Study Design
There were two studies testing CBGT effectiveness on children with ADHD both in 2020 and 2021. The first study involved 9 children with ADHD and one child dropped out halfway because of a young age combined with low cognition; the second study involved 13 children with ADHD and one dropped out due to lack of persistence. Among these 20 children with ADHD, 19 appeared to exhibit moderate to severe attention deficits, while 15 showed severe attention deficits. There were 11 children with moderate hyperactivity and impulsivity symptoms and 7 with severe hyperactivity symptoms. There were 18 cases with moderate or above oppositional defiant disorder symptoms and 10 cases with severe oppositional defiant disorder symptoms. Nevertheless, even though there were only 2 children with ADHD did not show symptoms of ODD and impulsivity, they also displayed emotional problems, hostility, and interpersonal difficulties with peers, teachers and parents. Furthermore, these children only received methylphenidate from the hospital, which is the most commonly used medication for reducing core symptoms of hyperactivity, impulsivity and inattention in children and adolescents with ADHD (Storebø, 2018). Even though 17 of 20 children received medication, the reduction rate of drug therapy alone was less than 30% and no adjustment of drug therapy regimen was made during psychotherapy in the last three months. Because these children’s condition only improved slightly with the help of medication in the early stages of ADHD, the limited effects of drugs on children three months before the intervention can be neglected. To achieve a full remission from ADHD, we aimed to apply CBGT intervention to remedy it with its comorbidity in a non-pharmaceutic way.
The basic structure and content were practically the same in both studies. The reason why we conducted the study twice is to make sure the class size is small each time to verify its effectiveness that the group leader would be able to pay attention to each child and at the same time to repeatedly prove the benefits of CBGT on parents and children. Each study was composed of 3-month sessions concerning parental stress problems and preadolescent children with ADHD, while four parent classes and ten children’s classes were included. Further, sessions for parents were conducted in the form of teaching and discussion, while sessions for preadolescents were structured with closed youth groups of participants once a week for 120 minutes each time. We sampled both studies in the same way, by selecting children with ADHD aged 9-14 who meet the requirement and voluntarily attend the group therapy from the Fuzhou Children’s Hospital of Fujian Province.
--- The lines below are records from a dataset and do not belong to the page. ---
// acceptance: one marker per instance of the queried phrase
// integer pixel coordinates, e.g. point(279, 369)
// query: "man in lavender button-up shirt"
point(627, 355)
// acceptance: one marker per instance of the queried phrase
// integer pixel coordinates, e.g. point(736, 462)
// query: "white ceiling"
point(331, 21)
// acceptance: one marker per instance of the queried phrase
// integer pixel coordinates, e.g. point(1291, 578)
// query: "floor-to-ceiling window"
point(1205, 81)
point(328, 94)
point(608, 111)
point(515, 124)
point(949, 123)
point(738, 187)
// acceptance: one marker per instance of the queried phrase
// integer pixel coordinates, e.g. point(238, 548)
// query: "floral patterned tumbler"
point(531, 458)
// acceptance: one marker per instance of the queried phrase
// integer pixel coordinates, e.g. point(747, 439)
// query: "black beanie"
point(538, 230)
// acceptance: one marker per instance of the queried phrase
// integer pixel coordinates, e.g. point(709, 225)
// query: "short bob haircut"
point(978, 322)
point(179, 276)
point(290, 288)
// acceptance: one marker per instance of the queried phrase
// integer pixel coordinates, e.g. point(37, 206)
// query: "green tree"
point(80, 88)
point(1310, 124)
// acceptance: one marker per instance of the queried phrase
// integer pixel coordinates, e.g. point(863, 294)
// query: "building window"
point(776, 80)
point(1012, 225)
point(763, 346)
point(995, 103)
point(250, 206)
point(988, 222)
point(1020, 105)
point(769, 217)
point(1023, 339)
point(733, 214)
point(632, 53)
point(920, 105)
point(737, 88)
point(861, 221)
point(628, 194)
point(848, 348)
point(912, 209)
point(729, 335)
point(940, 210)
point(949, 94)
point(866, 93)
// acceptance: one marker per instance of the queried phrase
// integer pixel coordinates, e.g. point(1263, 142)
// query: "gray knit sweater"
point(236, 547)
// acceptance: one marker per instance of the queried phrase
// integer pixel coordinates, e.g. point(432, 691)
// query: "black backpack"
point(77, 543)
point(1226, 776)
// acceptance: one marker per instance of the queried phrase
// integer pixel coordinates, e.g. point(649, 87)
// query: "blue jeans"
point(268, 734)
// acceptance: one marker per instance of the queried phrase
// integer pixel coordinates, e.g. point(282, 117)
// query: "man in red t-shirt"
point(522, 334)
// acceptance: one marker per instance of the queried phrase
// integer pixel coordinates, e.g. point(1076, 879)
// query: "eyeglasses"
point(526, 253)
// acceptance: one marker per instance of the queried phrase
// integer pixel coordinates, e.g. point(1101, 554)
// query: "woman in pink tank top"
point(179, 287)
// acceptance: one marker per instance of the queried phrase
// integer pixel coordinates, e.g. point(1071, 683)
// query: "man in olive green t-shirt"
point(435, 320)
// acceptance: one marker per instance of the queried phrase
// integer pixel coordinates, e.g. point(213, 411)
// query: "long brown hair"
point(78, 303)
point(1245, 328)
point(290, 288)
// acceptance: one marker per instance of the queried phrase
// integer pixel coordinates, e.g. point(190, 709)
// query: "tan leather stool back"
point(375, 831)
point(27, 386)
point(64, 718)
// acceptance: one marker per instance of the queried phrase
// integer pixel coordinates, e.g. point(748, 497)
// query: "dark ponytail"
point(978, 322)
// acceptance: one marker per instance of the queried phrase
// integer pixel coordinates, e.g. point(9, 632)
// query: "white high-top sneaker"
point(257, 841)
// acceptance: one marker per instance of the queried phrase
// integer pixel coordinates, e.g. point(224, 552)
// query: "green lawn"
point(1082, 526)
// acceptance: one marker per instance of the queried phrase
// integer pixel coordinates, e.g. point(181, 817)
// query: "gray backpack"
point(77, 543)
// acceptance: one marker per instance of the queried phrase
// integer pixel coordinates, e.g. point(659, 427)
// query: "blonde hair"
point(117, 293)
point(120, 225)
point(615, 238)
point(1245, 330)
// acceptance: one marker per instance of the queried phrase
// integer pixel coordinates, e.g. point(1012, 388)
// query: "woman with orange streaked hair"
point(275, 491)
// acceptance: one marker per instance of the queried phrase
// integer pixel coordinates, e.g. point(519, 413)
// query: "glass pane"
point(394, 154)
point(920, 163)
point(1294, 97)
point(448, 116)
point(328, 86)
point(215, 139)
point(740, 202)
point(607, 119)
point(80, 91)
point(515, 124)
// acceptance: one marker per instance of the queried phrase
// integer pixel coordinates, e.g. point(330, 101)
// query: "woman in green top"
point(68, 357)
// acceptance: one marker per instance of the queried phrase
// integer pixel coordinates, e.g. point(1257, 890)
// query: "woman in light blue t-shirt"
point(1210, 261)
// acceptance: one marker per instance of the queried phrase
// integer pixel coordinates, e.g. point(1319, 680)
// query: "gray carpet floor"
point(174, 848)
Before we started the intervention, all children participants agreed and signed the informed consent (see Appendix A). We also obtained general demographic data as supplemental information as part of the investigation of the medical records, including parent socioeconomic status (SES), whether or not the family has one child, family type, parental relationship, parenting style, primary caregiver, and child’s personality, as listed in Table A.1.
At the beginning and the end of the study, we provided questionnaires and collected Parenting-Stress Index-Short Form (PSI-SF), SNAP-IV, Conners Scale, Barratt impulsivity Scale to analyze the effectiveness of the therapy by statistics and graphs. After gathering adequate data for the experiment, these children with ADHD and their parents would begin their CBGT intervention classes led by the Director of the Department of Psychiatry.